In der Branche setzt sich unter anderem der Begriff Tracksuit-Hose immer weiter durch, quasi die modische Weiterentwicklung der Jogginghose. Die Materialien sind dabei meist ähnlich der bekannten Sweatpants, Farbe und Details aber eher modisch urban, der Schnitt ist oft weit. So wird zum Beispiel oft auf einen engen Bund an den Knöcheln verzichtet.

Für den Stilexperten Bernhard Roetzel macht es allerdings keinen Unterschied, ob eine Jogginghose aus billigen oder teuren Stoffen hergestellt wird. «Jogginghose ist Jogginghose», sagt Roetzel. Die Meinung zu diesem Kleidungsstück habe sich zwar bei vielen Leuten grundlegend verändert. Aber eigentlich sei sie weiterhin eine Sporthose. «Sie heißt ja Sweatpants, weil man da hineinschwitzt.»

Er könne es zwar verstehen, wenn sich Arbeiter nach einem anstrengenden Tag und einer erfrischenden Dusche in einer Jogginghose auf die Couch legen – im Kern aber sei die Jogginghose auch weiterhin «die stilloseste Hose, die es neben der abgeschnittenen Jeans-Hotpants noch gibt».

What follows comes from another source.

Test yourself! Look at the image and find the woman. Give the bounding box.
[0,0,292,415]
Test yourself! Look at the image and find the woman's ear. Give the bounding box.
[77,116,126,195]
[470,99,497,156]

Roetzel verweist auf die Jeans, die in den vergangenen Jahrzehnten bereits eine ähnliche Entwicklung durchgemacht habe – aus Sicht des Stilexperten manche Grenze aber nie einreißen wird. «Die Jeans wird viel getragen – aber Prince Charles in Jeans? Das wäre immer komisch.» Die Jogginghose nun zu einer «Designerklamotte» zu erklären, helfe da auch nicht weiter.

Dass die Jogginghose dennoch Stück für Stück im alltäglichen Leben angekommen ist, ohne dabei noch allzu übel aufzufallen, scheint beim Blick etwa in eine Berliner U-Bahn schon sicher. Für Gerd Müller-Thomkins, Geschäftsführer des Deutschen Mode-Instituts, liegt das vor allem an einem allgemeinen Paradigmenwechsel zu weiteren Hosen: «Die Hose sucht das Weite.»

In den zurückliegenden Jahren sei die Jogginghose auch aus dem Rahmen gefallen, weil sie etwa mit den zeitweise sehr angesagten, hautengen Skinny Jeans nichts gemein hatte. Inzwischen näherten sich die Formen der Jogginghosen und der Alltagshosen aber wieder an.

Ob auch Sebastian Kaiser weiterhin als Designer Jogginghose unter die Leute bringt, ist noch unklar. Denn Boulezar ist trotz moderner Schnitte und Verkäufen an Promis geschrumpft, von einstmals zehn auf nur noch drei Mitarbeiter. Die Zahlungsmoral im Einzelhandel sei «extrem schlecht», das Label verpasse sich daher eine kreative Pause, sagt Kaiser. An seiner Produktidee will er aber eigentlich festhalten. Denn er ist überzeugt: «Solche Hosen gab es vorher nirgendwo auf der Welt.»